Первым делом на разведку старшина пошлет Саньку, Юрку и Витьку. Себя в лицо Санька во сне не видел, просто чувствовал: он это он. А Юрка и Витька были такие же, как в жизни, но только намного выше ростом и сильнее. Он, Санька, им тоже не уступал, однажды засел танк в канаве – плечом сзади вытолкнул.
Так вот найдут они сносную дорогу из ущелья. И на танке. Едут, а навстречу палачи волокут раба на казнь. Затряслись, завидев танк, и на колени! И раб, дурень, вместе с палачами стал. Никогда боевой машины не видели и за дракона приняли.
Рабу объяснили на пальцах, что его угнетают, а с палачами – разговор короткий. Военно-полевой суд, тройка: Санька, Юрка и Витька. И в КПЗ их – в пустой вагон.
А дальше давай раскручиваться! Штурм замка! Восстание рабов! Погони! Ура-а-а!
Главное, сны в чем-то очень правдивые. Не всегда, как ты хочешь, выходит. И холодным потом обливаешься, и коленки дрожат, и устаешь сильно. И не всегда от тебя враг удирает, чаще – ты от него. И в плен тебя берут, и убежать невозможно, и на колени перед врагами становишься, плачешь, а самое страшное, товарищей иногда выдаешь, испугавшись мучений… Но тут же придумываешь им чудесное избавление: или ты их спасешь, или они сами удерут, да еще и тебя спасут. Это уже сказочное. Много сказки и немного жизни – вот что такое сон, кто в них понимает.
Санька в снах понимал, они ему снились.
Одно только его огорчало: никак не мог он выстрелить во врагов, не получалось. Заедало и пистолет, и автомат. Трудно убить человека даже во сне. Поэтому все кончалось кулачной дракой или орудийным огнем издалека… Такие сны Санька любил смотреть. А этот сон ему особенно часто снился: про воинский состав на средневековой планете.
И теперь он, замирая во сне, вновь преследовал предателя Пожарина в лабиринте подземелий королевского замка.

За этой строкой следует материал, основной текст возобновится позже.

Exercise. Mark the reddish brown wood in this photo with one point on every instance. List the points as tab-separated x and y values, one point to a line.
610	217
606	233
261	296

И вдруг увидел узников. Люди в лохмотьях ползли ему навстречу и кричали чуть слышным шепотом: «Хлеба!» В руках у Саньки буханки из котомки сапожника. И он сам, глотая голодную слюну, отламывает куски и протягивает им. И никакие это не рабы, а обычные побирушки у ворот базара. Миски с медяками и кусочками хлеба.
Хлеб решили отдать нищим, когда Санька рассказал Юрке и Витьке свой сон.
Танкист
Короткая улочка, ведущая к большому Щипному базару… Бабушка говорила, что такое название сохранилось с тех пор, когда на рынке продавали только птицу.
У Щипного сидели калеки: безрукие, слепые, безногие… Громко стонали баяны, жужжали губные гармошки, а один инвалид даже пиликал на скрипке. Не у всех после такой небывало жестокой войны остались родные. А Дом инвалидов пока был всего один в городе – в бывшем госпитале.
Хлеб, аккуратно срезанный с чурок, друзья отдали у базара безногому танкисту, он жил в казарме с тетей Олей – парикмахершей. Она приютила его и все время истошно попрекала этим. Танкист выезжал на своей тележке в коридор, отталкиваясь деревяшками, похожими на щетки без волос, и, уткнувшись лбом в стену, горько плакал. Руки у него были сильные, иногда он подтягивался, становился на подоконник и бил стекла, желая выброситься. Сбегались женщины, стаскивали его оттуда, перевязывали порезы и громко ругали парикмахершу. Она появлялась в разгар страстей, кричала: «Вы такие добрые? Возьмите его к себе!» Танкиста никто к себе забрать насовсем не мог, его кормили на общей кухне горячим, на этом все кончалось.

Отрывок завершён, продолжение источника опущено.